Korea’s spending on social welfare remains less than half that of other advanced countries’, a sign that spending in this area has not kept pace with economic growth and the increasing number of people whose income falls beneath the poverty line.

A study published yesterday by the Korea Institute for Health and Social Affairs showed that the country’s total spending on social welfare amounted to 112.1 trillion won ($96.9 billion) in 2008, about 10.9 percent of its gross domestic product that year.

The figure covers not only welfare spending by the government but also charitable contributions by individual donations, corporations and religious or other nonprofit civic groups.

The number falls far short of the average 23.7 percent spent by all member nations of the Organization of Economic Cooperation and Development, according to Ko Kyung-hwan, the author of the study. Korea ranked second-lowest in welfare spending among OECD countries, next to Mexico, whose total spending amounted to only 7.6 percent of its GDP. Sweden and France topped the list, with welfare spending accounting for more than 30 percent of their economies.

The study also indicated the Korean state contributes only 8.3 percent of its GDP, with the rest of the money coming from nongovernmental contributions. Because government spending does more than charity to narrow income disparities, the numbers call into question the efficiency of Korea’s welfare spending. The average government spending among OECD member nations was 20.6 percent, more than twice Korea’s.

“Countries such as Sweden and Germany, where the government’s welfare spending has a relatively bigger presence compared to its GDP value, have a smaller income gap and lower poverty rates among the elderly,” said Ko.

“But countries such as Korea, Britain and the United States, whose governments spend less on welfare, have a relatively higher income gap.”

Ko said Korea and the United States especially showed higher poverty rates among the elderly - 45.1 percent and 23.6 percent, respectively, compared to 6.6 percent in Sweden and 9.9 percent in Germany.

“Now we see more and more cases of poverty among the elderly and the working poor,” said Ko.
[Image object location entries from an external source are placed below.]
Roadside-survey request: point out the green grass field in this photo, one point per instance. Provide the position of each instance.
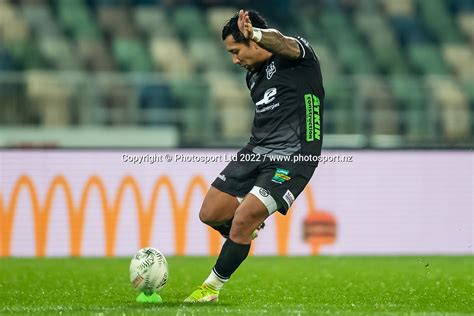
(262, 286)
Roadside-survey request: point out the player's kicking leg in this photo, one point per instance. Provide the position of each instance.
(248, 216)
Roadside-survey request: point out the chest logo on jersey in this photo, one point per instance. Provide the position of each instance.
(271, 70)
(268, 97)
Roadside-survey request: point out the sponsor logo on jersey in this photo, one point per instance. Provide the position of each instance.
(271, 69)
(289, 198)
(268, 97)
(281, 175)
(313, 117)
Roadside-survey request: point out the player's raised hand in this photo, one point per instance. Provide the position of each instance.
(245, 25)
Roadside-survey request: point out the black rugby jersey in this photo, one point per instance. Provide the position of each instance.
(288, 97)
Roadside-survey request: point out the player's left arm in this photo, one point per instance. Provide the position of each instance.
(270, 39)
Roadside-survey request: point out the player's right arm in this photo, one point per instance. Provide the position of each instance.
(270, 39)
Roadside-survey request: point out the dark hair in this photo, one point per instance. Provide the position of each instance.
(231, 27)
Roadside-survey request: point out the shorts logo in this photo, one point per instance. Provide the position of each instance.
(281, 175)
(263, 192)
(271, 69)
(289, 198)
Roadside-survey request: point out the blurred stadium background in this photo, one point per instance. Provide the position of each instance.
(151, 73)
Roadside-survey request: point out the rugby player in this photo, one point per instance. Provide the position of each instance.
(285, 83)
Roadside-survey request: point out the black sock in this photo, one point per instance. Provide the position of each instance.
(224, 229)
(231, 256)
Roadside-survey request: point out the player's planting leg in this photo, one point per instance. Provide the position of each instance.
(249, 215)
(224, 229)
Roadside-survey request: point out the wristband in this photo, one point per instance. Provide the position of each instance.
(257, 34)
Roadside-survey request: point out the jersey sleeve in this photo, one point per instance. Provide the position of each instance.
(306, 51)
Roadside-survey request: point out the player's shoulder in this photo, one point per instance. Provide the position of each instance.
(306, 51)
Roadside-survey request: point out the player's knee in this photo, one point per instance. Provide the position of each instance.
(210, 215)
(240, 231)
(205, 216)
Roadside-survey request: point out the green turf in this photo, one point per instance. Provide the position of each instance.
(262, 286)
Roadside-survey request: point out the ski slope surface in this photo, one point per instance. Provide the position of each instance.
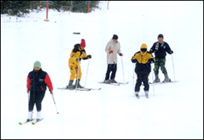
(173, 110)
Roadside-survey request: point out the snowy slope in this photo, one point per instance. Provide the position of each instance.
(172, 111)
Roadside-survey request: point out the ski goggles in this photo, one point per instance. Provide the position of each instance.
(143, 50)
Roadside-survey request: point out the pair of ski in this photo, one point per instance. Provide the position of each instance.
(146, 95)
(81, 89)
(33, 121)
(89, 89)
(157, 83)
(115, 84)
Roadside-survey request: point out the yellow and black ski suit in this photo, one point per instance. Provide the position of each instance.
(143, 67)
(74, 65)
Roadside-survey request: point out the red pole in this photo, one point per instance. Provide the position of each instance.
(88, 6)
(46, 11)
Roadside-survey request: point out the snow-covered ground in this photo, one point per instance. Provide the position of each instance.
(172, 111)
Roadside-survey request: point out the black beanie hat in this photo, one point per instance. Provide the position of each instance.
(115, 37)
(160, 35)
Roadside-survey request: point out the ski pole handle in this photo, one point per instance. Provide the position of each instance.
(123, 69)
(86, 73)
(55, 104)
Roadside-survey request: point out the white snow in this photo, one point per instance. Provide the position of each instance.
(173, 110)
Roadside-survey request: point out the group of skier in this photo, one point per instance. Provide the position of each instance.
(38, 80)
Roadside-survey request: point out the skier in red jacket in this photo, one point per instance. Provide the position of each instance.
(37, 82)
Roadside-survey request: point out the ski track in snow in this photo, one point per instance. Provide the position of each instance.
(172, 110)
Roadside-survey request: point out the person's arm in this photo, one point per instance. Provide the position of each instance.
(152, 59)
(28, 84)
(85, 56)
(152, 50)
(48, 82)
(168, 49)
(119, 50)
(134, 59)
(108, 48)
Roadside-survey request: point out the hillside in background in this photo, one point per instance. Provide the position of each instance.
(173, 110)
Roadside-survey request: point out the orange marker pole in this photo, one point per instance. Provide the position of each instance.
(88, 6)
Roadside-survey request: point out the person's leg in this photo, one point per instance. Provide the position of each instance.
(72, 76)
(39, 99)
(114, 70)
(156, 70)
(108, 72)
(164, 71)
(145, 81)
(31, 103)
(79, 73)
(138, 82)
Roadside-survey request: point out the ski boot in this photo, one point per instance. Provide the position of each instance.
(157, 80)
(30, 116)
(107, 81)
(166, 79)
(113, 81)
(38, 117)
(70, 86)
(77, 84)
(147, 94)
(137, 95)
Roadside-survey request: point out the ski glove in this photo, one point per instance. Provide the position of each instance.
(151, 60)
(89, 56)
(78, 59)
(134, 60)
(111, 51)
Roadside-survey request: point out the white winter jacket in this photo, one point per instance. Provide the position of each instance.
(112, 57)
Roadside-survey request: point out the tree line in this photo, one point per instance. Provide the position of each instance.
(20, 7)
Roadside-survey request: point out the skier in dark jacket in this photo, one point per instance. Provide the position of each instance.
(160, 48)
(37, 82)
(143, 59)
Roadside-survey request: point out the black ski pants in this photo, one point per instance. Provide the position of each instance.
(142, 77)
(112, 68)
(36, 98)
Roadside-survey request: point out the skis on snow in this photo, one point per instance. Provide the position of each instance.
(33, 121)
(80, 89)
(36, 121)
(115, 84)
(157, 83)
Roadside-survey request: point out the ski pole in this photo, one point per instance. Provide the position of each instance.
(123, 69)
(28, 97)
(173, 67)
(133, 76)
(55, 103)
(77, 76)
(86, 73)
(152, 82)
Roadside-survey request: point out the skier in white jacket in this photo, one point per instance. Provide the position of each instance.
(112, 49)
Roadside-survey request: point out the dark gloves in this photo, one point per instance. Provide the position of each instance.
(78, 59)
(111, 51)
(89, 56)
(28, 90)
(121, 54)
(134, 60)
(151, 60)
(171, 52)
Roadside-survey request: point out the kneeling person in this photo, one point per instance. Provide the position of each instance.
(143, 60)
(76, 55)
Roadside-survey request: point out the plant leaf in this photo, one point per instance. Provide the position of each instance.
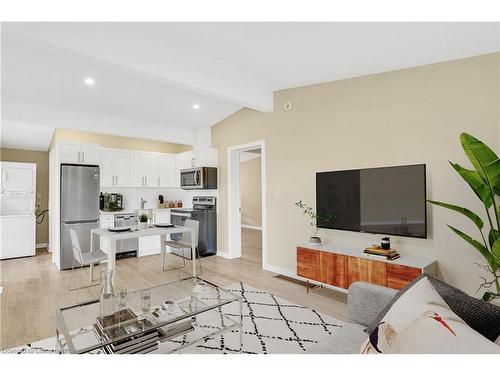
(464, 211)
(476, 183)
(493, 236)
(483, 250)
(484, 160)
(487, 296)
(495, 251)
(493, 172)
(478, 153)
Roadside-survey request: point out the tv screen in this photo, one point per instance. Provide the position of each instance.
(389, 200)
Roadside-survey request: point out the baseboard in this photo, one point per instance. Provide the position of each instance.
(293, 275)
(279, 270)
(251, 227)
(225, 255)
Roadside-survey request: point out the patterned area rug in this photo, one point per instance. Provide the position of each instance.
(271, 325)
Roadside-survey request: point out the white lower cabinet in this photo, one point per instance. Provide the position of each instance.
(149, 245)
(161, 216)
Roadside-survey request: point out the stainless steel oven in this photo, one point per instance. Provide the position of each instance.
(199, 178)
(131, 244)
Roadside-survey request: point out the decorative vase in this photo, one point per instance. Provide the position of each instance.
(107, 298)
(315, 240)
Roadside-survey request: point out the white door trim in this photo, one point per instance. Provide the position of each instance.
(234, 215)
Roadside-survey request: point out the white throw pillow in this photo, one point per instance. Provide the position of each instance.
(421, 322)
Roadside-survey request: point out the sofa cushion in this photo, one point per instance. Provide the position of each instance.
(481, 316)
(345, 340)
(420, 322)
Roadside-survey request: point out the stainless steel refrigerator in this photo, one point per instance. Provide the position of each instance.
(79, 206)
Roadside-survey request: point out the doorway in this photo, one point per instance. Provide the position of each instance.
(247, 202)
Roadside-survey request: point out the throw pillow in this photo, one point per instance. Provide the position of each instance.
(421, 322)
(482, 316)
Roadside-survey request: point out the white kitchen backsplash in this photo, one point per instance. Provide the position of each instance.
(132, 196)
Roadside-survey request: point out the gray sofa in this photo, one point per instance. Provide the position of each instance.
(364, 302)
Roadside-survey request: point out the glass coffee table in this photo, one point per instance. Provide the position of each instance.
(151, 320)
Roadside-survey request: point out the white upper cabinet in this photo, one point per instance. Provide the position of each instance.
(115, 167)
(80, 153)
(90, 153)
(166, 170)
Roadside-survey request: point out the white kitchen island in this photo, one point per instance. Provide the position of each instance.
(113, 237)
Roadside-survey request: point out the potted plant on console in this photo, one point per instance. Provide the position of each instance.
(484, 180)
(314, 217)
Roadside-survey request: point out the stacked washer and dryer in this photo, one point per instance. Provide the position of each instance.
(17, 210)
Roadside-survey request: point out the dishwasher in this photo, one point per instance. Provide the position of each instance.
(126, 248)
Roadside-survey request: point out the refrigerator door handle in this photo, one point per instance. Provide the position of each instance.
(78, 222)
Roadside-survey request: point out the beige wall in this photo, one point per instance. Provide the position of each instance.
(250, 186)
(41, 158)
(113, 141)
(401, 117)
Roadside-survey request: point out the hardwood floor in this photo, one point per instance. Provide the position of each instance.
(33, 287)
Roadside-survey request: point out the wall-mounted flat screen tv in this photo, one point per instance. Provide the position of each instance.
(388, 200)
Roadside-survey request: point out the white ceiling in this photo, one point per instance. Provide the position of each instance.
(148, 75)
(25, 136)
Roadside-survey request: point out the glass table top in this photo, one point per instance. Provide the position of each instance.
(171, 308)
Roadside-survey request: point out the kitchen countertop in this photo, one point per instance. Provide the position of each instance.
(133, 211)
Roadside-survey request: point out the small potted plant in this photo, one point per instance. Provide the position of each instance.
(314, 217)
(143, 220)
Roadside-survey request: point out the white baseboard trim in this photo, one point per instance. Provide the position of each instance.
(225, 255)
(251, 227)
(279, 270)
(293, 275)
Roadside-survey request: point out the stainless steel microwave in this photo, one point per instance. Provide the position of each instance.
(199, 178)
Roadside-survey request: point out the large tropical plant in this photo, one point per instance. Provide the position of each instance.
(484, 180)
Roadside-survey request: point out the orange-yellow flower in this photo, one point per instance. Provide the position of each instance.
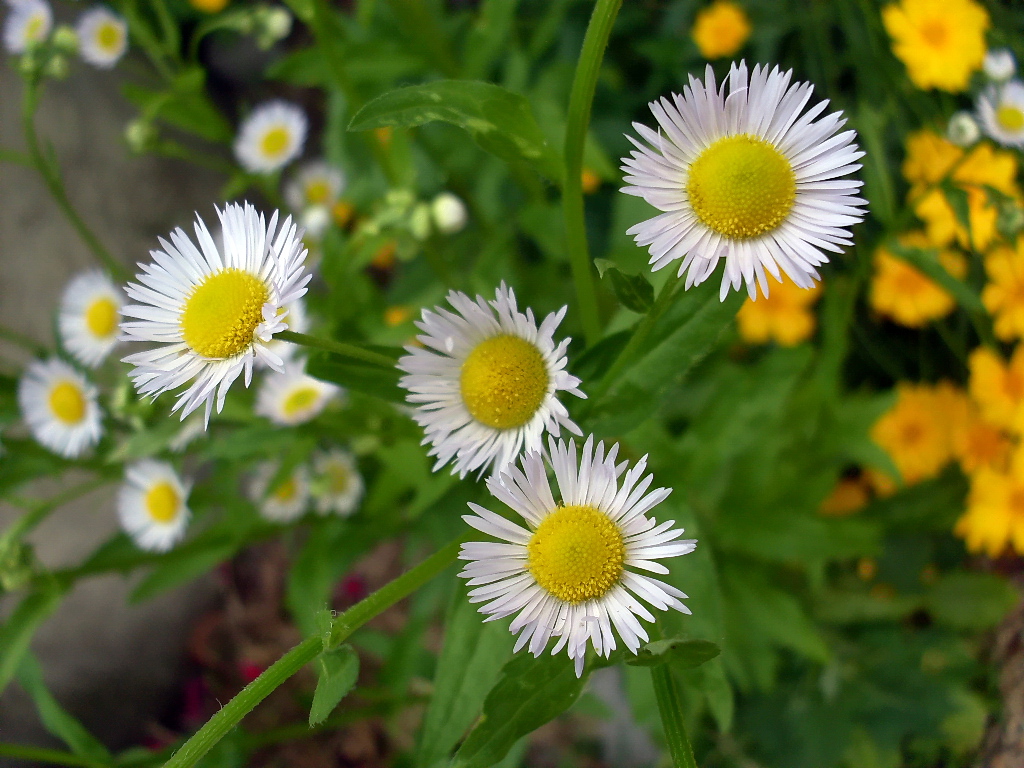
(941, 42)
(784, 315)
(721, 29)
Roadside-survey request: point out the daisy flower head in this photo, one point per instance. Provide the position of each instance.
(1000, 110)
(570, 572)
(337, 484)
(293, 396)
(90, 312)
(212, 310)
(102, 37)
(485, 381)
(152, 505)
(270, 137)
(740, 174)
(28, 23)
(59, 407)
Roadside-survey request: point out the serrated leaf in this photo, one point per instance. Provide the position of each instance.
(337, 672)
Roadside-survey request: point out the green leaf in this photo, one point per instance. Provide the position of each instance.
(55, 719)
(470, 662)
(337, 671)
(682, 653)
(500, 121)
(529, 693)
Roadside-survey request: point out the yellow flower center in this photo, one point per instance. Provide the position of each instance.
(162, 502)
(101, 317)
(275, 141)
(300, 399)
(1010, 118)
(577, 554)
(741, 186)
(222, 313)
(504, 381)
(68, 402)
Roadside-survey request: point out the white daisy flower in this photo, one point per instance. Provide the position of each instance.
(286, 501)
(90, 312)
(745, 177)
(1000, 110)
(570, 573)
(485, 386)
(152, 505)
(213, 312)
(59, 407)
(102, 37)
(293, 396)
(28, 23)
(337, 484)
(270, 137)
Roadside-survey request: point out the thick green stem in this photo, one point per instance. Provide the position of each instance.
(230, 715)
(672, 717)
(338, 347)
(581, 99)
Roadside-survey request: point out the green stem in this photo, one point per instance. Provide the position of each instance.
(672, 717)
(581, 98)
(230, 715)
(339, 348)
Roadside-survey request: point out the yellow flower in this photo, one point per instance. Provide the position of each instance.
(1004, 296)
(941, 42)
(915, 432)
(903, 293)
(784, 315)
(721, 29)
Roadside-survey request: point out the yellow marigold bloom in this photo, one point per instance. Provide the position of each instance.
(904, 294)
(915, 432)
(1004, 296)
(941, 42)
(721, 29)
(784, 315)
He stressed that, lacking a social safety net, even average families fall into poverty if a breadwinner loses his or her job.

But in a sign of hope that Korea is increasingly catching up with other advanced countries’ welfare spending, total social welfare-related spending here has grown an average of 10.8 percent each year from 2004 to 2008, far faster than the average growth of 4.9 percent among OECD member countries.